Appointed August 1, 2025 — less than 24 months ago — making her exempt from the stock performance trigger; brings nearly 20 years of senior telecom executive experience and holds an audit financial expert designation with no other disqualifying flags.

✓ FOR
Joseph Natale

Appointed August 1, 2025 — less than 24 months ago — making him exempt from the stock performance trigger; brings over 30 years of telecom and technology executive leadership with no overboarding or other disqualifying flags.

✓ FOR
Carmen Perez-Carlton

Appointed August 1, 2025 — less than 24 months ago — making her exempt from the stock performance trigger; brings telecom infrastructure operating experience, CPA credentials, and audit financial expert designation with no other disqualifying flags.

✓ FOR
Johannes Weber

New nominee who has never served on the Uniti board so no TSR tenure applies; brings substantial telecom investment and portfolio management experience through Elliott, and while his compensation from Elliott is tied to company returns and strategic transactions — a potential conflict of interest worth monitoring — it does not independently trigger a policy-based AGAINST vote.

✓ FOR
Harold Zeitz

Appointed August 1, 2025 — less than 24 months ago — making him exempt from the stock performance trigger; brings deep telecom operating experience as a sitting CEO with no overboarding or other disqualifying flags.

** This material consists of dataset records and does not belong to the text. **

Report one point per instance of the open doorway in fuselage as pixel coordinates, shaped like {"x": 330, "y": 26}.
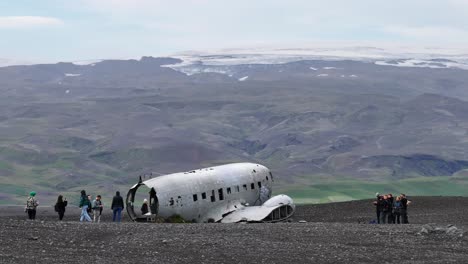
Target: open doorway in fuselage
{"x": 136, "y": 197}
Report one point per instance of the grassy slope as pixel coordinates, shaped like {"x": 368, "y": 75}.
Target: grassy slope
{"x": 348, "y": 189}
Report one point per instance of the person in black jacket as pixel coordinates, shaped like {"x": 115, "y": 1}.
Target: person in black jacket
{"x": 404, "y": 208}
{"x": 144, "y": 207}
{"x": 378, "y": 206}
{"x": 385, "y": 209}
{"x": 391, "y": 217}
{"x": 60, "y": 206}
{"x": 117, "y": 206}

All nine nominees joined the current Uniti board on August 1, 2025 in connection with the Windstream merger, placing all of them within the 24-month new-director exemption from the stock performance trigger. The slate is 89% independent, features an independent Chairman, includes three audit financial experts, and brings broad and directly relevant telecom and infrastructure experience. No overboarding, attendance, familial relationship, or independence concerns were identified. The vote is FOR all nine nominees.

Say on Pay

✓ FOR

CEO

Kenneth A. Gunderman

Total Comp

$9,194,673

Prior Support

95%%

CEO total compensation of approximately $9.2 million is within a reasonable range for a $2.8 billion market cap telecom infrastructure company, and the pay structure is well-designed — 86.7% of the CEO's target pay is variable and performance-based, including performance stock awards tied to relative total shareholder return against peers over a three-year period. The prior say-on-pay vote received 95% support, the company maintains a Nasdaq-compliant clawback policy, and there are no guaranteed bonuses, excessive perquisites, or other structural red flags; the overall program aligns executive interests with shareholders.

Auditor Ratification

✓ FOR

Auditor

PricewaterhouseCoopers LLP

Tenure

N/A

Audit Fees

N/A

Non-Audit Fees

N/A

PwC is a Big 4 firm appropriate for a $2.8 billion public company; auditor tenure is not disclosed in the proxy filing so the tenure trigger cannot be applied per policy, and no fee data is disclosed in the proxy text so the non-audit fee ratio test cannot be run — in the absence of confirmed data triggering any disqualifying condition, the default vote is FOR.

Overall Assessment

The 2026 Uniti Group annual meeting presents a clean ballot with no significant governance red flags: all nine director nominees joined the reconstituted post-merger board in August 2025 and are within the 24-month new-director exemption from the stock performance trigger, the executive compensation program is well-structured with strong variable pay alignment and 95% prior-year support, and PwC's ratification raises no confirmable concerns given the absence of disclosed fee or tenure data. The main non-standard item — a large increase in shares available under the equity incentive plan — is outside the scope of this policy.